Entrepreneur Dick Smith has made an extraordinary call for media mogul Rupert Murdoch to return to Australia to help guide the country through the "confusing age" of climate change.
Mr Smith, a businessman and aviator who founded the Dick Smith Electronics stores, also accused the editors of Mr Murdoch's local publications of "losing the plot" with "endless attacks" on supporters of a carbon emissions tax.
Speaking at the launch yesterday of his new book on population, Mr Smith said the US-based Mr Murdoch was needed to provide leadership on the issue.
"Rupert, we need you back here in Australia," he told a media-dominated crowd at Dymock's bookstore in Sydney.
"Come back and take the reins - your editors are losing the plot and need to be reminded that you accept we must transform the way we use energy and that we need to act now.
"Perhaps it's time for you to take up Australian citizenship again ... and help guide us wisely through this difficult and confusing age."
Mr Smith, who is no longer connected to the electronics chain that bears his name, made a startling plea for Mr Murdoch to become Australia's Lord Beaverbrook and devote himself to tackling climate change.
Max Aitken, the first Lord Beaverbrook, was the Canadian-born newspaper magnate who entered British politics, became a government minister and devoted himself to winning World War II.
"I ask you to come home to become the Lord Beaverbrook of the 21st century," Mr Smith said.
Mr Smith claimed he was too "gutless" to join actor Cate Blanchett in a television advertising campaign backing the planned federal government tax, saying he feared the reaction of Mr Murdoch's News Ltd press.
"I didn't appear on it because I knew that I would be a front page of lies in the Rupert Murdoch press here," he said.
"So there was no way I would destroy my name that way. I was gutless. I didn't stand up for the truth."
Blanchett has been criticised for her involvement in the ads, with some pointing out she can afford to support the tax because she is wealthy.
The ads are part of a campaign, backed by organisations such as Greenpeace, World Wildlife Fund and the Climate Institute, calling on the public to "Say Yes" to a carbon tax.
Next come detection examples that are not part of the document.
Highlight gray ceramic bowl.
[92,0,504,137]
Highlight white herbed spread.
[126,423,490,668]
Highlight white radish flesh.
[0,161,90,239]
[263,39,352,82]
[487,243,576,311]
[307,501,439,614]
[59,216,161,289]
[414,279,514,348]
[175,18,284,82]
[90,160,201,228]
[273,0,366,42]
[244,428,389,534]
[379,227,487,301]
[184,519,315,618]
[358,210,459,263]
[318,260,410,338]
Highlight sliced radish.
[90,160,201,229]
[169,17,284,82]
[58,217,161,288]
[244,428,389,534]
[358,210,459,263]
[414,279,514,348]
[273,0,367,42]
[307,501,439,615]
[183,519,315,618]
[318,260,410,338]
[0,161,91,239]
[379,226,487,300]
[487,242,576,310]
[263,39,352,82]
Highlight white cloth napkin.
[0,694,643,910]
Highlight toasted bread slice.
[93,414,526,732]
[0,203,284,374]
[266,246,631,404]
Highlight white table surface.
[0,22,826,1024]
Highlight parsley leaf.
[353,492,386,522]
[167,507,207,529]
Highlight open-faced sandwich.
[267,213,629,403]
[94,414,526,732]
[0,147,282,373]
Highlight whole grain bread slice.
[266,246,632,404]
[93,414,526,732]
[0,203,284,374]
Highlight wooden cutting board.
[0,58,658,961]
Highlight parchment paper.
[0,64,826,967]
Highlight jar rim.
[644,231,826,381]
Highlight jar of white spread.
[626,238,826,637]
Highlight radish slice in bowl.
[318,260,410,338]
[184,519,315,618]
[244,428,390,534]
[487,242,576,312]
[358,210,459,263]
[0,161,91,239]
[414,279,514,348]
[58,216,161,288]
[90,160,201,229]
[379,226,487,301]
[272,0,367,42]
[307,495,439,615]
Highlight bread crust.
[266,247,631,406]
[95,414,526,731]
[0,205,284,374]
The actor's picture was splashed on the front page of The Sunday Telegraph, which is owned by News Ltd, with the headline 'Carbon Cate - A$53 million ($70 million) Hollywood superstar Tells Aussie Families To Pay Up'.
Mr Smith said he didn't regret not appearing in the ad.
"They would have done the same to me as they would to Cate Blanchett - because I'm wealthy they would say I shouldn't talk," he said.
Asked if he thought that Blanchett was stupid for taking part in the campaign, he said she was an "iconic Australian" who said the right thing for the next generation.
"If prominent people aren't going to speak up, we'll never make any change," he said.
Mr Smith's book, Dick Smith's Population Crisis, was launched by child celebrity Bindi Irwin.
Comment was being sought from Mr Murdoch's representatives.